In 1884, The Vancouver Independent ran a story about Richard Ough’s death headlined, “The Oldest Pioneer Gone.” To this day, Betsy Ough is often referred to as “the mother of Washougal.”

“David C. Parker and his wife, Ann … are often credited as Washougal’s first permanent settlers, despite the evidence that Richard and Betsy Ough had already been living there for three or four years,” according to History Link. “This may be due to the fact that the Parkers were in fact the first non-Native American settlers. … Or it may simply be due to the fact that Parker had a tendency to name things after himself, whereas Ough did not.

“Richard and Betsy Ough played a larger role in the founding of Washougal proper than did Parker, but have received little credit for it.”

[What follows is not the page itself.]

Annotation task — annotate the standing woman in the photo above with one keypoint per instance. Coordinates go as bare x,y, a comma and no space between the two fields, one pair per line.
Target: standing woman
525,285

That has changed in recent years, Richardson said, largely thanks to the efforts of the city of Washougal and the Two Rivers Heritage Museum.

Credit and errors

“I can easily see how an error like this happens,” Richardson said. “The people who have the original knowledge move along or pass away. It’s not uncommon for photos to get mislabeled or the information to get mishandled.

“The history field tends to work on a shoestring budget,” he said. “When people do their best, with limited resources, there are going to be mistakes.”

But, he added, he’s never seen any photo of Richard Ough mislabeled as David Parker. As near as anyone can tell, the mural misunderstanding appears to originate with state website and a simple — and unfortunately influential — design goof. (The text for that website was provided by the late Curtis Hughley of the Camas-Washougal Historical Society for the state’s 2003 Territorial Sesquicentennial Celebration, but Hughley wasn’t responsible for the website layout.)

“Errors getting introduced like this can be really insidious,” Richardson said. “People get tied to ideas and don’t want to change. They’ve been told all their lives that something is correct. How embarrassing to learn it’s not.”

John Hughes, the chief historian with the Legacy Washington project, acknowledged the website error and said all the Territorial Sesquicentennial Celebration history pages will soon get taken offline.

Reached by phone, Young’s Deli owner Sam Musa didn’t seem concerned about the identity of the face in the mural. Musa didn’t specifically recall being approached by Christie, he said. He talks to lots of people every day, he said, and many stop by to take photos and compliment the brilliant artwork — whomever it depicts.

Christie is eager to tell the world that it’s her great-great-great-grandfather, Richard Ough. Her Yakama reservation relatives, displaced from Washougal generations ago, are hungry to reestablish their ties to the Columbia River and to this historic spot, she said. They recently held a reunion at Cottonwood Beach and also explored local cemeteries for their ancestors’ remains, she said.

“In this day and age, when we are revisiting a lot of our history — it seems an appropriate time to revisit this too,” she said.